The motivation to implement it is educational.
After reading and thinking about the problem of shortening URLs (e.g, *bit.ly*) and the need for a Base-62 encode/decode service, I felt like I should handle such exercise.
Help from [this stackoverflow post](http://stackoverflow.com/questions/1119722/base-62-conversion) was taken.
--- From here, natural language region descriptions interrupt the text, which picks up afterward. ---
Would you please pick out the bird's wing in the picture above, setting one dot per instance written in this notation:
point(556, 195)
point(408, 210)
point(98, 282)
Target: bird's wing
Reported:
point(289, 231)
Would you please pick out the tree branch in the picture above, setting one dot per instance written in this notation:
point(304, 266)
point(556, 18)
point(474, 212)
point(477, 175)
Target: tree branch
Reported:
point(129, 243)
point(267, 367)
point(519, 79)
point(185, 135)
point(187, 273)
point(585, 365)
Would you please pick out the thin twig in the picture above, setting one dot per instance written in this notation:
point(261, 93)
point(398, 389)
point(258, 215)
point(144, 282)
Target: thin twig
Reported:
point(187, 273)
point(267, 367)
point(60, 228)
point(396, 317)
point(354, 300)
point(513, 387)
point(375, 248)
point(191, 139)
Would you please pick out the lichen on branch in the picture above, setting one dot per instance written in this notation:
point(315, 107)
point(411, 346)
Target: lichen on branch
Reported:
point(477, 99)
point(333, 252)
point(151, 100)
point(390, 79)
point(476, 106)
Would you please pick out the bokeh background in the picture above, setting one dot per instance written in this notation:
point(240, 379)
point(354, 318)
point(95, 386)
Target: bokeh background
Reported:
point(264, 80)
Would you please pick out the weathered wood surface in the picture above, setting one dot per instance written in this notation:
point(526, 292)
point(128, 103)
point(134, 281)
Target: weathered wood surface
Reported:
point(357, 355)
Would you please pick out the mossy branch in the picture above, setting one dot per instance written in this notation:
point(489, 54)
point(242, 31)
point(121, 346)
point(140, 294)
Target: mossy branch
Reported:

That said, base-62 is a goal, but I should start with a base-2 encode/decode solution; then expand it to *62*.

In [1]:
BASE = { 2 : '01',
       62 : '0123456789abcdefghijklmnopqrstuvwxyzABCDEFGHIJKLMNOPQRSTUVWXYZ'#-_@/.:'
       }

In [2]:
def encode(number,base=2):
    '''
    Encode 'number' to a string folowing 'base' length
    '''
    if number == 0:
        return 0
    base = int(base)
    assert BASE.has_key(base)
    num = number
    alphabet = list(BASE[base])
    arr = []
    while num:
        num,rem = divmod(num,base)
        arr.append(alphabet[rem])
    arr.reverse()
    return ''.join(arr)

In [3]:
encode(10000,62)

'2Bi'

In [4]:
def decode(charcode,base=2):
    '''
    Decode 'charcode' to a number after 'base' conversion
    '''
    base = int(base)
    assert BASE.has_key(base)
    alphabet = list(BASE[base])
    charcode = list(charcode)
    charcode.reverse()
    num = 0
    for i,char in enumerate(charcode):
        index = alphabet.index(char)
        num += index*(base**i)
    return num

In [5]:
decode('81jbnt',62)

7348410963

## Another solution

Worth noting is the following solution given by [SO user *Wolph*](http://stackoverflow.com/a/2549514/687896)

In [6]:
import string
BASE_LIST = string.digits + string.letters #+ '-_@/.:'
BASE_DICT = dict((c, i) for i, c in enumerate(BASE_LIST))

def base_decode(string, reverse_base=BASE_DICT):
    length = len(reverse_base)
    ret = 0
    for i, c in enumerate(string[::-1]):
        ret += (length ** i) * reverse_base[c]

    return ret

def base_encode(integer, base=BASE_LIST):
    if integer == 0:
        return base[0]

    length = len(base)
    ret = ''
    while integer != 0:
        ret = base[integer % length] + ret
        integer /= length

    return ret

In [7]:
base_encode(10000)

'2bI'

In [8]:
base_decode('2bI')

10000

In [9]:
base_decode('81jbnt')

7354709073

In [10]:
base_encode(7354709073)

'81jbnt'

In [11]:
url = 'http://stackoverflow.com/questions/1119722/base-62-conversion'
num = sum( ord(c) for c in url )
print num

5585


In [12]:
encode(num,62)

'1s5'

In [13]:
base_encode(num)

'1S5'

In [14]:
BASE.update({62:string.digits + string.letters })
encode(num,62)

'1S5'

In [15]:
from random import randint as rand
num = rand(0,1000)

import hashlib
md5 = hashlib.md5()
md5.update(url + encode(num))
md5.hexdigest()

'40069f7abd77245dab44a99913774265'

In [16]:
barray = bytearray(list(md5.hexdigest()))

In [17]:
''.join( encode(bc,62) for bc in barray )[:7]

'qmmsv1e'